The opera originally came about in the mid-1990s. Since its first presentation, Florence It has been performed in South America, the United States and Europe.

And now Florence in the Amazon region It made its way to the Met, the first Spanish-language opera to be performed on stage in nearly 100 years. In an art form steeped in tradition, Eileen Perez says contemporary work takes a long time.

“There is sometimes a language barrier for new opera composers to have this platform,” she explained. “Because you have to have a feeling that it’s going to sell, that it’s going to stick. And how do you know until you invest in it? Don’t do it.”

The Met embraces change with its current season, which blends the classics with works from a contemporary and more diverse group of writers and composers.

The role of Florencia Pérez gives her a rare opportunity to sing in Spanish. As the bilingual daughter of Mexican immigrants, she learned early that language has the power to shape her experience and voice.

“My mom was really hurt because she thought I was yelling or talking back to her,” she said, recalling the tone that would come up in conversations at home, in Chicago, when she was growing up. “But actually, I was using an English accent and I was using it in Spanish. So it sounds rude. It sounds like it.” abrupt. “It looks like you’re yelling at someone.”

Singing in Spanish opened up new expressive possibilities for her.

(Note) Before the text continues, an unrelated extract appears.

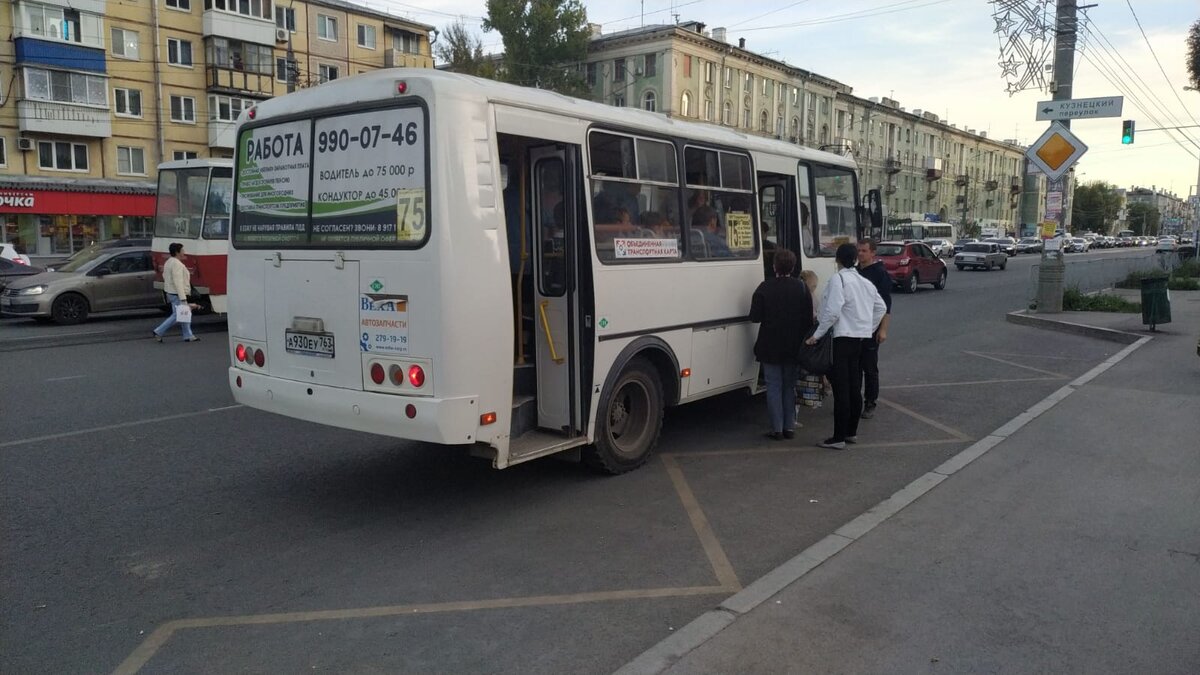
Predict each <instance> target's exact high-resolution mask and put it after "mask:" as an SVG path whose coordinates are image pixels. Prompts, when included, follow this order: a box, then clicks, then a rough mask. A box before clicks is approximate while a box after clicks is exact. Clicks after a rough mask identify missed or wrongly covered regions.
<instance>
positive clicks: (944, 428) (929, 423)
mask: <svg viewBox="0 0 1200 675" xmlns="http://www.w3.org/2000/svg"><path fill="white" fill-rule="evenodd" d="M880 402H881V404H883V405H886V406H888V407H890V408H894V410H898V411H900V412H902V413H904V414H907V416H908V417H911V418H913V419H916V420H917V422H924V423H925V424H928V425H930V426H932V428H934V429H937V430H940V431H946V432H947V434H949V435H950V436H954V438H955V440H959V441H970V440H971V437H970V436H967V435H966V434H964V432H961V431H959V430H958V429H954V428H953V426H947V425H944V424H942V423H941V422H937V420H936V419H930V418H928V417H925V416H923V414H920V413H919V412H914V411H911V410H908V408H906V407H904V406H901V405H900V404H898V402H895V401H889V400H887V399H880Z"/></svg>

“I feel like my whole sense of self is transforming,” she said. “I feel grounded in knowing who I am. My worth.”

The theater is one of the places where Perez described feeling at home. Now, as she steps into the role of an iconic soprano reconnecting with her roots, it’s a space where she finds a new sense of belonging.

Florencia en el Amazonas is showing at the Met through December 14. It will be broadcast live in high definition in cinemas across the country on December 9.